Bolivia, il patto Evo-Añez, con la benedizione dell’OSA      

di Emiliano Monge

15/08/2020

Dopo dieci giorni consecutivi di scioperi, picchetti e repressione da parte delle forze di sicurezza e delle bande fasciste contro i manifestanti, giovedì pomeriggio scorso la presidente de facto Jeanine Áñez ha sancito la regola che impegna il governo a tenere le elezioni presidenziali il 18 ottobre. Il provvedimento è stato approvato in una sessione dell’Assemblea nazionale in forma virtuale, con la maggioranza del Movimento al socialismo (MAS) di Evo Morales. La legge ha il sostegno dell’Unione Europea (UE), delle Nazioni Unite (ONU), della Chiesa cattolica attraverso la Conferenza Episcopale Boliviana (CEB), e dell’Organizzazione degli Stati Americani (OSA). Il presidente ha annunciato la legge come la “seconda pacificazione” del Paese, riferendosi alla prima “pacificazione”, che sarebbe stata il colpo di stato dell’anno scorso, con oltre 30 morti nei massacri di Sacaba (Cochabamba) e Senkata (El Alto).

Di fronte al rifiuto di alcuni settori scioperanti, lo stesso Evo Morales, che era stato accusato di “terrorismo” dal governo Añez, ha chiesto il rispetto del provvedimento, con il pretesto di “evitare una strage”. “Salutiamo lo sforzo, l’impegno e l’unità della commissione del Senato del MAS. L’approvazione, in questo caso, della legge per garantire una data per le elezioni con una scadenza massima del 18 ottobre, è un importante contributo al recupero della democrazia”, ha detto Morales su Twitter. (13/8).

La COB ha revocato i blocchi

La Central Obrera Boliviana (COB) ha chiesto un “quarto intermediario” e ha revocato i blocchi e gli scioperi che avevano paralizzato il Paese per dodici giorni, nonostante ieri avesse definito “tradimento” l’accordo tra il governo de facto e il Movimento al socialismo (MAS) che fissava la data delle elezioni. “In seguito alla decisione presa in seno al Comitato esecutivo, diamo un quarto intermediario al conflitto a livello nazionale fino al 18 ottobre”.

La pressione sulla COB era aumentata nelle ultime ore, dopo che la Federazione Unica dei Lavoratori dei Popoli Originari di Chuquisaca e le Donne Lavoratrici dei Popoli Originari Bartolina Sisa (legati al masismo) avevano deciso di sospendere i picchetti.

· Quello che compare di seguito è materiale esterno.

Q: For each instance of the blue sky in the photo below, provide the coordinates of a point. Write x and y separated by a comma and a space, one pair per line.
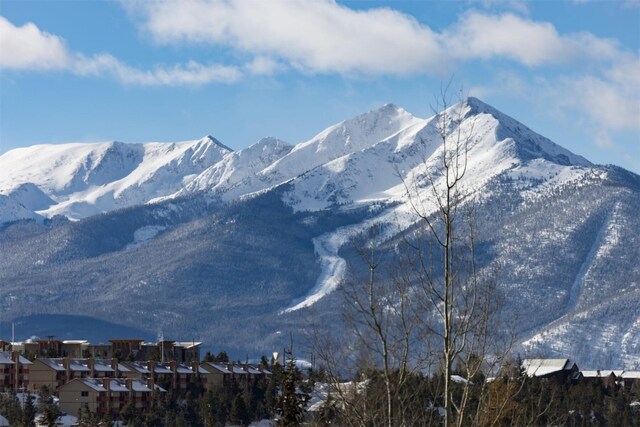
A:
134, 71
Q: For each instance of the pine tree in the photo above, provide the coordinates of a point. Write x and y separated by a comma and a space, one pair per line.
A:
291, 403
239, 413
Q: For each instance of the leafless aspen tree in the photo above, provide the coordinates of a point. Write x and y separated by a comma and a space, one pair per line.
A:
454, 293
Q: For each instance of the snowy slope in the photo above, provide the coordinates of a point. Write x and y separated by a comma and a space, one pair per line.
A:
86, 179
238, 166
347, 137
383, 172
30, 196
11, 210
564, 231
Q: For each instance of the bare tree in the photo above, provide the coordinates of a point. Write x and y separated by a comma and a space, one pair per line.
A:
455, 294
379, 323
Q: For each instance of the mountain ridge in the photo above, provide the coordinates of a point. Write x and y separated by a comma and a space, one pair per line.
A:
226, 223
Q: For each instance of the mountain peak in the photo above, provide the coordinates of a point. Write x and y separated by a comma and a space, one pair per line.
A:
211, 140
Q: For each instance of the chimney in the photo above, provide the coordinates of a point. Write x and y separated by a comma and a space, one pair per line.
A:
15, 356
114, 366
151, 366
151, 384
66, 363
91, 364
173, 365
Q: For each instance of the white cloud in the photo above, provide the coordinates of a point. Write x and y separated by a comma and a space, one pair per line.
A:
325, 37
532, 43
27, 47
262, 65
189, 74
313, 36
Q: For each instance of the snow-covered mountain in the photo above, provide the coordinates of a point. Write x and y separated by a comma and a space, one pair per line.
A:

Il Cabildo[i] di El Alto, che è stato convocato dalle organizzazioni contadine e indigene delle province, guidate dalla Federazione contadina Tupac Katari delle 20 province di La Paz, ha respinto l’accordo. Chiede che Añez se ne vada, “per aver lasciato la popolazione senza diritto alla salute, per aver determinato la chiusura dell’anno scolastico, per non aver preso le misure per evitare una crisi economica e per essersi opposta alle elezioni generali” (La Razón, 14/8), e che tutti i responsabili materiali e politici della repressione contro il popolo siano consegnati alla giustizia – “hanno dichiarato traditori la COB e il Patto di unità per aver accettato la data delle elezioni e per aver deciso di porre fine alle proteste nel Paese” (idem).

“Fuera Añez”

L’ex leader Felipe Quispe, el Mallku, ha dichiarato: “Non siamo masistas. Non revocheremo i blocchi finché Jeanine Áñez non si dimetterà” (Redacción, 15/8). È stato nel contesto di un Gran Cabildo dei popoli Aymaras nella caserma dello Stato Maggiore di Kalachaca, nella provincia di Omasuyo nel Pacifico, che “Quispe ha ricordato gli eventi del 2003, quando ha guidato massicci blocchi contro il governo di Gonzalo Sánchez de Lozada” (opinión, 13/8).

Nonostante la ritirata della COB, le proteste hanno continuato a rafforzarsi. A La Paz, la Federazione dei sindacati dei minatori di Curicayo si è unita ai blocchi, con la Cooperativa dei minatori di La Paz a Ventillas. “Chiediamo le immediate dimissioni della signora Áñez” (idem).

Nel frattempo, il governo de facto sta preparando la repressione contro coloro che sostengono i presìdi, e ha annunciato un “piano di contingenza” per sgomberare le strade bloccate nel Paese (El Deber, 14/8). Il governo aveva mobilitato i militari per “sorvegliare” gli edifici e i servizi pubblici (DW, 10/8). Importanti settori del movimento indigeno di El Alto, contadini e lavoratori, mantengono i presìdi in diversi punti e chiedono ad Añez di dimettersi.

[i] Consiglio territoriale autoconvocato di cittadini.